Parado frente al Galpón Colibrí, siento el frío húmedo y la herrumbe en
la orejas. Casi como si el colibrí oxidado del cartel que decoraba la entrada
del galpón hubiese movido las alas para que me entrara por la nariz el olor
tierra mojada y chapa podrida de casa, aunque allá no había tanto olor a mierda
como acá junto al río, o había, pero era diferente. Me acuerdo que Núñez casi
se atraganta de la risa cuando le comenté lo de la mierda. Cuando le agarraban
las carcajadas, uno creía que finalmente iba a morir atascado en sus babas. Se
agitaba echándose hacia atrás con los ojos en blanco, y la boca de escuerzo que
se abría buscando oxígeno y chillando como un chancho de los que papá solía
asfixiar con un alambre en casa. Lucía decía que eso era porque Nuñez tenía la lengua
muy larga y que cuando se arrojaba hacia atrás de una risotada, se le retorcía
como una lombriz atorada en la laringe y que por eso berreaba como guarro.

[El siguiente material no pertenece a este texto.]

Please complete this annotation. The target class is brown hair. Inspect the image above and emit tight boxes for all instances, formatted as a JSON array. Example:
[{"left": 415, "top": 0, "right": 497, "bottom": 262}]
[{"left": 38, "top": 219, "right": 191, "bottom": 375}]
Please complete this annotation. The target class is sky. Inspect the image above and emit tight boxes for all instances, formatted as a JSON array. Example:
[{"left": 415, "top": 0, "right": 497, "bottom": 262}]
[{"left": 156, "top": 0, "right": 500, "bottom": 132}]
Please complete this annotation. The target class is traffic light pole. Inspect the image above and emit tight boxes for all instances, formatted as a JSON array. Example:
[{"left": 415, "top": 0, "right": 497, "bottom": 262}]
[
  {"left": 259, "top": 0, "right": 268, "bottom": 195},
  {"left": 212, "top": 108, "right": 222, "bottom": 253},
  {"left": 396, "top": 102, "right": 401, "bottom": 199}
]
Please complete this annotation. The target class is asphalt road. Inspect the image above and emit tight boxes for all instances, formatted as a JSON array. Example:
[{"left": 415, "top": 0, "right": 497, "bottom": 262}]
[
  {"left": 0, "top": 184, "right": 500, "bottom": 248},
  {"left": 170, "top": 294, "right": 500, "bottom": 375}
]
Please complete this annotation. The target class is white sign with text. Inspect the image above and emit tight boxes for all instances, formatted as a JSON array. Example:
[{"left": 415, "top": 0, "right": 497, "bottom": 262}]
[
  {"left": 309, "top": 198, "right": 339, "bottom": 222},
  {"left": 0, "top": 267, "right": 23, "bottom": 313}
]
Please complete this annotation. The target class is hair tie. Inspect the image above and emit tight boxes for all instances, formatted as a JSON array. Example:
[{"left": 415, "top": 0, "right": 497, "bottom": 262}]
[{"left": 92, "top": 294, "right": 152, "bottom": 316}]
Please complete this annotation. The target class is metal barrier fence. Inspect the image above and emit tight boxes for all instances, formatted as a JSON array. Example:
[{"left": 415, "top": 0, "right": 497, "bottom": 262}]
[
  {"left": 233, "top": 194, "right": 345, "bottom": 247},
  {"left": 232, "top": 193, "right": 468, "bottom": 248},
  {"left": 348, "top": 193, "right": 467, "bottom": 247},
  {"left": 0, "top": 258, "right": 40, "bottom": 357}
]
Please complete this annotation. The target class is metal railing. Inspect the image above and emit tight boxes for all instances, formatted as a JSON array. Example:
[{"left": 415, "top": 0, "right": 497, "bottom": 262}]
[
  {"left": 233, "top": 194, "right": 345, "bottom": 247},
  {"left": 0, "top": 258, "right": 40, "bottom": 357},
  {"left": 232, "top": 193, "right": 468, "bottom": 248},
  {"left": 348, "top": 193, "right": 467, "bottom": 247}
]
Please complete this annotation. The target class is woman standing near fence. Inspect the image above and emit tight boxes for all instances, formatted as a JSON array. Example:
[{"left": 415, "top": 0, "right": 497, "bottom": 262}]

Aunque yo no estuviera del todo seguro de esto, lo cierto es que la lengua de
Nuñez era de verdad muy larga, tanto así que podía sacarse los mocos con la
punta y hasta entre nosotros, le decíamos el Sapo.
De golpe comienza a lloviznar con fuerza, como empujándome a entrar de
una buena vez. Tengo la garganta seca, la navaja del Laucha en la manga derecha
del buzo y los noventa y siete pesos en la mano izquierda. Todo se repetiría
tal cual Lucía me contó antes de marcharse para siempre a Constitución. “Va a
contar la plata y te va a decir lo de redondear.”, dijo. “Tenemos que
redondear, Oreja.” va a decir. ¿Vos querés seguir durmiendo acá, pá?” “Tienen
que llegar a los cien acá, ¿Sabés?”, va a decir. “Bajándose el cierre, lo va a
decir”.
Apretando el rollito de guita, cruzo la calle. Empujo el portón de
entrada sin preguntar, como todos los días. Están los dos en el sillón, de
espaladas a mí, viendo las carreras de autos. El Sapo y La Dominicana. Doy un
portazo y el voltea para verme, dos ojos de batracio. Le veo el brillito entre
los labios, la lengua que se le asoma un poco, floja. Sin hablar, me acerco y
le doy el rollito en la mano. Lo abre y comienza a contar pasándole los dedos
de morcilla a los billetes uno por uno. Termina, con un falso resoplido,
mastica:-“Vamos a tener que redondear, Oreja…”-, bajándose de a poquito la
cremallera. Tiemblo mucho, pero el sudor deja deslizar bien la navaja por la
manga hasta que mi mano la rodea por completo. Me agacho, decidido a
cobrársela, la punta que entra y sale, y la corrida hasta el tren a
Constitución. De pronto siento un golpazo de costado, el tacón de la Dominicana se me hunde
en las costillas y el filo que se me resbala de la mano, cayendo seco entre los
pies del Sapo, que me mira desde arriba y comienza a ahogarse en uno de esos
ataques de risa que tan a menudo le agarraban.